Comment reconnaître les plantes que nous croisons au hasard de nos ballades ? A moins d'avoir les connaissances pointues du botaniste, la démarche n'est pas simple.

Depuis 2 ans, une application semble revenir régulièrement dans les forums spécialisés. Pl@ntnet se présente comme le Shazam des plantes: elle identifie les plantes, fleurs, feuilles, fruits, écorces de l'individu que vous photographiez et vous pouvez mêmes devenir contributeur du site ! Alors, l'application est-elle efficace ? On a voulu tester.

Résultats variables

Pour les espèces courantes, Pl@ntnet était efficace pour peu que la photo soit prise correctement : une feuille ou une fleur doit être prise dans son entièreté, bien éclairée, pas floue. Par contre, il ne faut pas s'attendre à des miracles quand les plantes sont compliquées à photographier surtout si les parties de plantes ressemblent à beaucoup d'autres. Par ailleurs, le système collaboratif sur lequel se base le système montre parfois ses limites : comment peut-on être sûr que l'info déposée est fiable ? Bref, les botanistes ont encore de beaux jours devant eux.
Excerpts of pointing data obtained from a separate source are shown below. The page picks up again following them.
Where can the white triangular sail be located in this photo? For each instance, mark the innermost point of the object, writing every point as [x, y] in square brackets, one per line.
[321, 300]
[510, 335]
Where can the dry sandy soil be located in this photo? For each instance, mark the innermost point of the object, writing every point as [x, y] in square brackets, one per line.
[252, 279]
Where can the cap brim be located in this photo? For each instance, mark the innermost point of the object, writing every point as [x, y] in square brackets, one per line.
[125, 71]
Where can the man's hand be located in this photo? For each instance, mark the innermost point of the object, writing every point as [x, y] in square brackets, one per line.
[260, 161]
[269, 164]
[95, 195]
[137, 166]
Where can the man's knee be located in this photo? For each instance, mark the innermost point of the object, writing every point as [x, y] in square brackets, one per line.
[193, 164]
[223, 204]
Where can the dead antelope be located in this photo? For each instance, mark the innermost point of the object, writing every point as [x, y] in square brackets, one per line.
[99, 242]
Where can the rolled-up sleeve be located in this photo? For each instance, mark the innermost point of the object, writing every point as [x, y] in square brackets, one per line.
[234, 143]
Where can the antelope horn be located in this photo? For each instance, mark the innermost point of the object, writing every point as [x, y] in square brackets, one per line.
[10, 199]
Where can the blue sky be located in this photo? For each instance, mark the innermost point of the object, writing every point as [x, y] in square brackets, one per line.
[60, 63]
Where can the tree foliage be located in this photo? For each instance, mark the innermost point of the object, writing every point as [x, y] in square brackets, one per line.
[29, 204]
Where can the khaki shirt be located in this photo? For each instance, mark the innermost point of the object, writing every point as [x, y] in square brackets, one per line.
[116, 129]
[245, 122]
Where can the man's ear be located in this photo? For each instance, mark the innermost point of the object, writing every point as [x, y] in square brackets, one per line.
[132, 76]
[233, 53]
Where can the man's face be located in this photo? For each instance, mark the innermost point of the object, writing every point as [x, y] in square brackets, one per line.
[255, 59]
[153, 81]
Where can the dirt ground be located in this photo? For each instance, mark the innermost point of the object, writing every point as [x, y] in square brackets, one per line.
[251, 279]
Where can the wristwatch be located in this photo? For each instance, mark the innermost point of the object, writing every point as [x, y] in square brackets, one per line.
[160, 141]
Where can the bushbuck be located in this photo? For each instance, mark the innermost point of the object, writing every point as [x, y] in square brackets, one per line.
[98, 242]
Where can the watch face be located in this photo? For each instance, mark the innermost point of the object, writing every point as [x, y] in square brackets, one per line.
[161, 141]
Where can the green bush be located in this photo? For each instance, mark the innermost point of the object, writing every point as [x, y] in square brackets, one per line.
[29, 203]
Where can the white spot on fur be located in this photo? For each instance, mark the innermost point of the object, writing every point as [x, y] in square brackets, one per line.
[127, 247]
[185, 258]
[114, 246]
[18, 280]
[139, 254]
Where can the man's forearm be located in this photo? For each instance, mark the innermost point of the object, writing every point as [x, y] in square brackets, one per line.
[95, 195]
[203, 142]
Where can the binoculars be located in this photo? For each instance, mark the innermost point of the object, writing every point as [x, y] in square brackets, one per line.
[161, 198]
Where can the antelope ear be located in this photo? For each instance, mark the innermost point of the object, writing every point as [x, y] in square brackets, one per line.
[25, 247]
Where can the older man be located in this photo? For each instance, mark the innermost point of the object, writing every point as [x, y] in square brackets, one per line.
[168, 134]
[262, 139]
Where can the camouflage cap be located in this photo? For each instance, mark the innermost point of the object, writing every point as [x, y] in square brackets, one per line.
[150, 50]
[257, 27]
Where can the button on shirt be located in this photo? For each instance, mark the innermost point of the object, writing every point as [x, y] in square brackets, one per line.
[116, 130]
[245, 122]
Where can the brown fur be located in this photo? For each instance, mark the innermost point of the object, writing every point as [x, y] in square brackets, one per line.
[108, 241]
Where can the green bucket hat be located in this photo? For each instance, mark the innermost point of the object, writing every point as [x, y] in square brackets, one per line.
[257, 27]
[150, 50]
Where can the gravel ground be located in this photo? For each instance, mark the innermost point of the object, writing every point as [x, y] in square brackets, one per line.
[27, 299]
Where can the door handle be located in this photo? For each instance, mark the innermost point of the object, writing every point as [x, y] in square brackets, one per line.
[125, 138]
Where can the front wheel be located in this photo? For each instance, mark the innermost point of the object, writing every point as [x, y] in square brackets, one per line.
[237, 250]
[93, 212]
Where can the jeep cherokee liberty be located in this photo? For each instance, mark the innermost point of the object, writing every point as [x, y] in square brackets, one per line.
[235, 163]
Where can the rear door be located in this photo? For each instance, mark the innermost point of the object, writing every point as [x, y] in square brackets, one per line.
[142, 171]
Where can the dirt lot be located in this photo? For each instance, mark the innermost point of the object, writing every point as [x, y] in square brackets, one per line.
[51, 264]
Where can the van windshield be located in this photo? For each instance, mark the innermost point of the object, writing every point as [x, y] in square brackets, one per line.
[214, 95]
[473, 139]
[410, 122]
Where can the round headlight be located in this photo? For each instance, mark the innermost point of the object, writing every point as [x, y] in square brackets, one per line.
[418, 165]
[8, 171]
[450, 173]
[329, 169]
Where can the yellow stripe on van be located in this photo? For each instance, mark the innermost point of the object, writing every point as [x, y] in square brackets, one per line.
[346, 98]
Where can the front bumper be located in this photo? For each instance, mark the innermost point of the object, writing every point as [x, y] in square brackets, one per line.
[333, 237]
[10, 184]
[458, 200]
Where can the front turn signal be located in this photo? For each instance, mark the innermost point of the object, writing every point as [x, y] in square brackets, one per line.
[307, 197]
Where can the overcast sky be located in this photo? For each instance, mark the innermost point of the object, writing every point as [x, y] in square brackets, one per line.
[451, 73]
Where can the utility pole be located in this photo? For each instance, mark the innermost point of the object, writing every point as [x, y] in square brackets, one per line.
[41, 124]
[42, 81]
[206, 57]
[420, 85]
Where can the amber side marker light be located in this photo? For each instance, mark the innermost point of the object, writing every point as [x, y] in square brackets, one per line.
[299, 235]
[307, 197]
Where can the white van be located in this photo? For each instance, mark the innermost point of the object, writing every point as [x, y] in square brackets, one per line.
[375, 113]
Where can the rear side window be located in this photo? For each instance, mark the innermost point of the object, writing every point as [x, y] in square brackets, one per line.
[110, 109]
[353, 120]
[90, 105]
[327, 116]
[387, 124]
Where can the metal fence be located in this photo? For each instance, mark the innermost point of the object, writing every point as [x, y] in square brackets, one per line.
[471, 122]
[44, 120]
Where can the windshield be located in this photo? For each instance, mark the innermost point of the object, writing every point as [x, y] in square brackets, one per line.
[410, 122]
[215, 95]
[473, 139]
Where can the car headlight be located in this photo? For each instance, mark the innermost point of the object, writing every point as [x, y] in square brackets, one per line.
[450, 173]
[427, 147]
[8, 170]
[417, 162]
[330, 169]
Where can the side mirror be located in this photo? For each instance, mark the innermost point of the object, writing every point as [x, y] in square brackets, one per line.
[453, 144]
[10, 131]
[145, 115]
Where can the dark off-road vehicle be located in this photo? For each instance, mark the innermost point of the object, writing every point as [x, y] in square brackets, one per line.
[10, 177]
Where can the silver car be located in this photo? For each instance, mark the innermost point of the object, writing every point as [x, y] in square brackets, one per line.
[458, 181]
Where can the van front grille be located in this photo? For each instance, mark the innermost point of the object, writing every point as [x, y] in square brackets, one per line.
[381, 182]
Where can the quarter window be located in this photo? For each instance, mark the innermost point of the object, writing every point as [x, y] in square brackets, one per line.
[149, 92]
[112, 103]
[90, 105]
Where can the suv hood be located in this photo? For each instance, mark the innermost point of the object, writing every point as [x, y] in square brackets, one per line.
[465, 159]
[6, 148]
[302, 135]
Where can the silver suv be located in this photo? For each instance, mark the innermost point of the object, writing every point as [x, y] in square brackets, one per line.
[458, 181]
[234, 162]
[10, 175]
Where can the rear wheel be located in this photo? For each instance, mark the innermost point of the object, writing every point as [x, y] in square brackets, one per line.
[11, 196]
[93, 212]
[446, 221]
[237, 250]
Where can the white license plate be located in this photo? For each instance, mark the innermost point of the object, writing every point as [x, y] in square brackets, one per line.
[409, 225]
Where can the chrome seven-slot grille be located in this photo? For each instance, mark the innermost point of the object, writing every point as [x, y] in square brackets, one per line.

Shazam inspire d'autres services de reconnaissance

Depuis un an, les concepteurs de Shazam ont aussi entrepris d’étendre le principe de reconnaissance automatique aux objets présents dans les programmes audiovisuels. L’application "Shazam Fashion" repose sur des partenariats avec des marques et diffuseurs de prêt-à-porter. Ces contenus audiovisuels peuvent alors être détectés pendant la diffusion des émissions afin d’afficher l’origine des objets. Ce principe avait déjà été utilisé par la société eBay USA afin d’associer les objets présents dans les films et séries télévisées avec les objets mis en vente sur leur plateforme en ligne.

Toujours dans le secteur de la mode, l’application Asap54 revendique aussi sa filiation avec Shazam: elle se définit comme "le Shazam du shopping". L'application permet de retrouver rapidement le site marchand qui vend un article aperçu dans la rue ou dans un magazine. L'application s’appuie sur sa base de données comprenant plus 1 million d’articles et des liens vers les sites marchands correspondants. C’est une application américaine.

Reconnaissance des objets

En France, la startup Smartsy a également mis en place un système de reconnaissance visuelle des objets. Et dans le secteur des œuvres d’art, on voit également ce type de services se développer : cela s’appelle Magnus. Le principe ? Si vous voyez une œuvre d’art et que vous séchez sur l’artiste, il suffira de sortir votre smartphone pour avoir l’air cultivé.

En photographiant l’œuvre, vous obtiendrez le nom de l’artiste, titre de l’œuvre, date de réalisation, dimensions mais aussi le prix …
L’appli est capable de "reconnaître" environ huit millions d’œuvres d’art contemporain (peintures, dessins, sculptures, installations…). L’application fonctionne en partie grâce à ses utilisateurs : ces derniers peuvent envoyer des photos d’œuvres et ainsi enrichir la base de données en y ajoutant les informations adéquates.

Reste toujours un problème avec ces systèmes participatifs, c’est la qualité des informations postées… Il faut un contrôle systématique des responsables de l’application sinon elle peut vite perdre toute crédibilité.